The minister was responding to questions from journalists prompted by comments from his own secretary of state, Carlos Martins, in an interview with the newspaper ‘i’ published on Tuesday, in which he suggested that the government could introduce water rationing at night. Fernandes, during a visit to Évora for a national meeting of water and sanitation management entities, effectively dismissed that idea.

“Rationing measures are at the end of the end of the line and it makes no sense to think of them now,” he said. “We’re doing all [we can] so that there are no water shortages, together with local authorities, and it is fundamental that people save water.”

The secretary of state had, in the minister’s summary, “considered the vague possibility” of rationing “for some hours” a day in “some municipalities where the water is really almost, almost running out” and “in very specific situations”.
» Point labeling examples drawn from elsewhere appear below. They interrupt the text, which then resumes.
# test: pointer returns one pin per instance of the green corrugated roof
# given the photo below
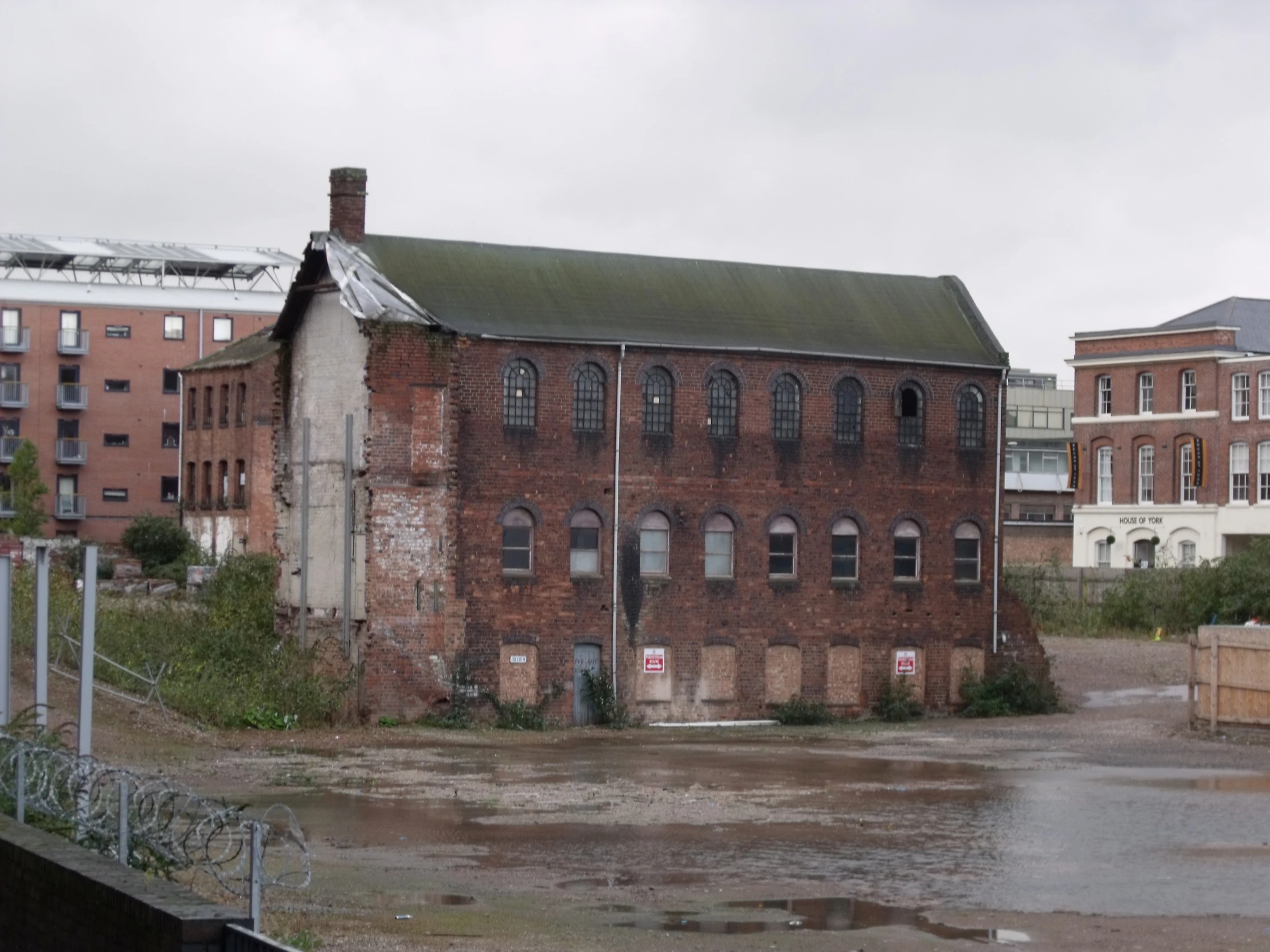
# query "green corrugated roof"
(559, 295)
(240, 353)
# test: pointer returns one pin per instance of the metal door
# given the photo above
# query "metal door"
(586, 658)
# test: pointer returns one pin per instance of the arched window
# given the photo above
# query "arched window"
(719, 536)
(654, 545)
(520, 395)
(966, 553)
(969, 419)
(658, 403)
(783, 548)
(908, 550)
(585, 544)
(722, 406)
(786, 408)
(848, 412)
(1147, 474)
(589, 399)
(519, 542)
(908, 409)
(845, 554)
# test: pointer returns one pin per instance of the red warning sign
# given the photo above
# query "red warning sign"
(906, 663)
(654, 660)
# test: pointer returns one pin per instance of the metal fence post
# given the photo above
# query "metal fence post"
(19, 814)
(5, 639)
(257, 857)
(125, 848)
(88, 650)
(41, 636)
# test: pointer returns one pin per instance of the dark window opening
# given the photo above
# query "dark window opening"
(722, 395)
(658, 403)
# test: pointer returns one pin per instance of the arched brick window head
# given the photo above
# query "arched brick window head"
(654, 545)
(966, 553)
(786, 408)
(845, 554)
(908, 409)
(520, 395)
(848, 412)
(585, 544)
(658, 403)
(719, 546)
(722, 399)
(908, 550)
(783, 549)
(518, 542)
(969, 419)
(589, 400)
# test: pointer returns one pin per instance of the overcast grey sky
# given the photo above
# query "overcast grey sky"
(1080, 166)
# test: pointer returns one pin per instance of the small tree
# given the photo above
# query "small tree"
(27, 488)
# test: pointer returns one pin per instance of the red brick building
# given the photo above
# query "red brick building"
(1175, 426)
(92, 338)
(228, 446)
(795, 474)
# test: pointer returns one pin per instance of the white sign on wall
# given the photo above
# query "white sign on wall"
(906, 663)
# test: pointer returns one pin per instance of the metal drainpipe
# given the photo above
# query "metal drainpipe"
(618, 474)
(996, 521)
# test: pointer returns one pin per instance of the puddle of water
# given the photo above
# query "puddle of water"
(448, 899)
(1134, 696)
(837, 914)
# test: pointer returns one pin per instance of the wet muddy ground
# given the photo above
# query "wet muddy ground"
(1110, 827)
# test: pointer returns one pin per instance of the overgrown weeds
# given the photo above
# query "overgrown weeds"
(798, 711)
(1012, 692)
(898, 702)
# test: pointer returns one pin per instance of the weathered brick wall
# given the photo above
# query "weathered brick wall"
(57, 896)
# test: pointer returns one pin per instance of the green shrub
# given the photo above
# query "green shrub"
(801, 711)
(1012, 692)
(898, 702)
(603, 701)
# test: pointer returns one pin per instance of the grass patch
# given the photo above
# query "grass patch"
(898, 702)
(1013, 692)
(798, 711)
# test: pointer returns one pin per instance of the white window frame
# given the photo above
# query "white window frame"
(1147, 475)
(1238, 474)
(1104, 477)
(1190, 392)
(654, 544)
(1240, 396)
(1186, 491)
(720, 533)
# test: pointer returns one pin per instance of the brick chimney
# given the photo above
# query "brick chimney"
(348, 203)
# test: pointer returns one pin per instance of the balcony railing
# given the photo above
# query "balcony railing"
(14, 340)
(72, 451)
(69, 507)
(72, 340)
(72, 396)
(14, 394)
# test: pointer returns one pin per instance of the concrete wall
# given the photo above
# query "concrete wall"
(57, 896)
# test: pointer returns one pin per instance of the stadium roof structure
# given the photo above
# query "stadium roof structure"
(145, 263)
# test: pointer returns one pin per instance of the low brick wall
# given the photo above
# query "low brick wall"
(56, 895)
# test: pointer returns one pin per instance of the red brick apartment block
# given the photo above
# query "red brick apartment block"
(92, 342)
(1174, 427)
(731, 484)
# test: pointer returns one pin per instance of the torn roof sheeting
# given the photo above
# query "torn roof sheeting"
(363, 291)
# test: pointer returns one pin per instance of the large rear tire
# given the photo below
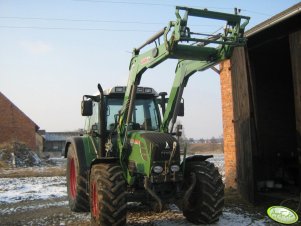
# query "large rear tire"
(206, 201)
(76, 183)
(107, 195)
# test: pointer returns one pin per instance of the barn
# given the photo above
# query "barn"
(15, 125)
(261, 104)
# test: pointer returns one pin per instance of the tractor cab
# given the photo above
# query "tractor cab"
(146, 115)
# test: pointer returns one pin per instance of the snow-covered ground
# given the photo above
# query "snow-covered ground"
(14, 190)
(43, 201)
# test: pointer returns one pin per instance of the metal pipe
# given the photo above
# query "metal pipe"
(102, 123)
(151, 39)
(152, 193)
(189, 190)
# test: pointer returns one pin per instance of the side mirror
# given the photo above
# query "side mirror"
(181, 109)
(86, 108)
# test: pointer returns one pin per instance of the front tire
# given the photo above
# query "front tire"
(76, 183)
(206, 201)
(107, 195)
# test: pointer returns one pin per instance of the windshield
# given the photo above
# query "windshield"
(145, 115)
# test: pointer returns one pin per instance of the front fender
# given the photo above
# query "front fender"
(83, 150)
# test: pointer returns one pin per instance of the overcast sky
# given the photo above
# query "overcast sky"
(54, 51)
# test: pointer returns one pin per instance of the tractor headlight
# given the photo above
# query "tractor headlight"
(158, 169)
(175, 168)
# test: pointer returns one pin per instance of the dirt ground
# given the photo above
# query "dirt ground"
(30, 196)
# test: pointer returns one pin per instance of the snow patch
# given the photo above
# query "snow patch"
(14, 190)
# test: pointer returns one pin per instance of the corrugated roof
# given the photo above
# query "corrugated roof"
(295, 9)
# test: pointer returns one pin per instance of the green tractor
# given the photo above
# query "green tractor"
(129, 151)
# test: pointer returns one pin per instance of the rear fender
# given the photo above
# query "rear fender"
(81, 147)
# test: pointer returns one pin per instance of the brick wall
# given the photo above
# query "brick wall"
(228, 126)
(15, 126)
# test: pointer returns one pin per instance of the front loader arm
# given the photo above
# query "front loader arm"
(184, 69)
(193, 53)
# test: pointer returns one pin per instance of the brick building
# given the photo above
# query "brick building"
(15, 126)
(261, 105)
(55, 141)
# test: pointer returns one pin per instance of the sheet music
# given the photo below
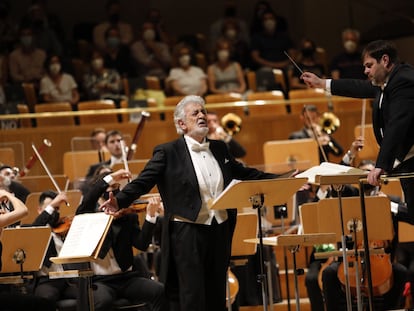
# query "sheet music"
(84, 234)
(327, 168)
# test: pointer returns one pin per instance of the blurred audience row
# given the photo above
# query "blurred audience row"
(35, 52)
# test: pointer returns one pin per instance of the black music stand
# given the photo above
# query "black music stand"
(21, 256)
(274, 191)
(294, 241)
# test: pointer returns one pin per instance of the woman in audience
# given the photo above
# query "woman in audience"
(56, 85)
(184, 78)
(225, 75)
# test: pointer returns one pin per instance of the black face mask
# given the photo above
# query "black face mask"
(105, 195)
(114, 18)
(307, 52)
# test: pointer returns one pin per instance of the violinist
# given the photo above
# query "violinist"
(114, 273)
(390, 298)
(52, 289)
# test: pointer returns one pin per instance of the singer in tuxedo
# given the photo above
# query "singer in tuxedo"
(196, 241)
(391, 84)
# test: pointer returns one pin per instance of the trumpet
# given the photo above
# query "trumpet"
(231, 123)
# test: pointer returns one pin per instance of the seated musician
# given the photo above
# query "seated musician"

Suspending water supplies during the night is “a theoretical hypothesis” only, the minister said. “That’s not our road.”

He stressed that, even if the measure went ahead in a given municipality, “it is not the government that rations” but the local authority, based on its own decision.

Water rationing, the minister said – noting that the secretary of state also alluded to this point – “normally lead to poor management” of resources since many people’s reaction is to hoard water one day and then, if there is water in the taps the next day, pour it away.

The government has instead repeatedly called on people to use less water, and committed to ensuring that it will always be available, he said.